Perhaps it’s a normal stage in mourning, grief’s unspoken eighth stage: appropriating your dead mother’s taste in men. I went out on countless coffee dates courtesy of computer algorithms and digital photographs. The mountain climber who leered at me and threw a tantrum when he thought the cafe mistakenly gave him chicken instead of tempeh. The bike messenger, who had a master’s in creative writing and a face like Sloth from The Goonies, believed he could overthrow the publishing world using his two hands and knowledge of bookbinding. The nasally-voiced nightlife photographer was short. The show-tunes-loving carpenter with the man-purse as well. The girl with the Bieber haircut had bedbugs, which automatically moved her to the pariah pile.

I was about to give up on the internet for good when I met the 6'4" programmer who showed me that my depth can stretch far beyond my knowledge of Linux. Most of all, I finally understood my mother’s fascination with large and intimidating men. Power plays in bed had always been fun for me, but it was make-believe and you knew nobody would get hurt. With my au courant, code-savvy bedmate I knew that when he held my wrists down to the mattress, I wasn’t going anywhere, and when I was hoisted up for him to thrust at a different angle, my hands—generally considered somewhat large for my size—looked like tiny squirrel paws on those massive upper-arms. As I lay, pleasantly broken and post-coital, staring at his chiseled back, I heard my mother’s smile-saturated voice in my head, “He’s so big.”
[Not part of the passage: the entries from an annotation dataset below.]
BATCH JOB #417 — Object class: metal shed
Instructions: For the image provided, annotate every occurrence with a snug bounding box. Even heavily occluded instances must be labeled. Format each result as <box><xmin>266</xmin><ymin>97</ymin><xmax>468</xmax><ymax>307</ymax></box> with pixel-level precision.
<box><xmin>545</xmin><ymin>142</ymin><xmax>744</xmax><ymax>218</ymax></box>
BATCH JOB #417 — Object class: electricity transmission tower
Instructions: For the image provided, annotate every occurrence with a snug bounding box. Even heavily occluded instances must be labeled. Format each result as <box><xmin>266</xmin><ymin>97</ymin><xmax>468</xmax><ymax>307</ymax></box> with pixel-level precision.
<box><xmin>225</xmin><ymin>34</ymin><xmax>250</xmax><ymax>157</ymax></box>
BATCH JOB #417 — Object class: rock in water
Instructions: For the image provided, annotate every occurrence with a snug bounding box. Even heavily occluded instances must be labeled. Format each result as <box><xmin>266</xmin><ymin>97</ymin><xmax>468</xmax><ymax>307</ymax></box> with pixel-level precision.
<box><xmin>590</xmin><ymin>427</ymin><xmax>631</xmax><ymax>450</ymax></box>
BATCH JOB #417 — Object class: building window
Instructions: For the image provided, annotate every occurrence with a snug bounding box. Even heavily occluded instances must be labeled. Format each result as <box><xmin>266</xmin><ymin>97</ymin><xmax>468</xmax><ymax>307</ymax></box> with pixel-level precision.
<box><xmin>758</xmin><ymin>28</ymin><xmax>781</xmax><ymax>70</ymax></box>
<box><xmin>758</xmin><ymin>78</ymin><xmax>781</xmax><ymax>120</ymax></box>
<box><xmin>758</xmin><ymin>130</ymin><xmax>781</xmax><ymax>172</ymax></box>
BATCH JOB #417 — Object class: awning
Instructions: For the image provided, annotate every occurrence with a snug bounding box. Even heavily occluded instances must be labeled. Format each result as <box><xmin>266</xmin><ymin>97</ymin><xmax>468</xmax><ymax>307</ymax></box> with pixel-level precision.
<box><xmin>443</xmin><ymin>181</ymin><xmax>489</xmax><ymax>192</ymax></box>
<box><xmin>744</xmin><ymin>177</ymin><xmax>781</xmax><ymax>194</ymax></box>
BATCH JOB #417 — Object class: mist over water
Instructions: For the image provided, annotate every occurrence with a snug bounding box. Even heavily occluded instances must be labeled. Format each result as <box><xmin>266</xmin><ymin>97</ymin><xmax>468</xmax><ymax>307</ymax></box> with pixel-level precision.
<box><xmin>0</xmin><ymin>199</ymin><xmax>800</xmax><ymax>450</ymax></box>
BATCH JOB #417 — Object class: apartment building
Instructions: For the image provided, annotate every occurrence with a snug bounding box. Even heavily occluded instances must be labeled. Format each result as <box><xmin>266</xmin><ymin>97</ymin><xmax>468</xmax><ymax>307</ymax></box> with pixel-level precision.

Perhaps it’s a normal stage in mourning, grief’s unspoken eighth stage: appropriating your dead mother’s taste in men. Like my newfound love of Hall & Oates and an inexplicably sudden obsession with Balenciaga bags, I can only attribute my gravitation toward mammoth or Mediterranean men to some sort of twisted need to feel closer to my mom. With her physical presence excised from my life, there are no phone conversations about my latest exploits, no languorous lunches where we’d discuss the pluses and minuses of my recent paramours, no celebratory shoe shopping to commemorate me kicking my ex to the curb.

Instead, there is simply silence and me talking to myself in the late hours of the night, asking a dark room questions under the guise of “talking to mom.” To fill the void, and maybe to live up to some inherent standard that I knew I’d eschewed during her life, I find myself pursuing men she would ardently approved of. And just like she taught me, I make sure to wear a pencil skirt on the first date. It cuts them right down to size.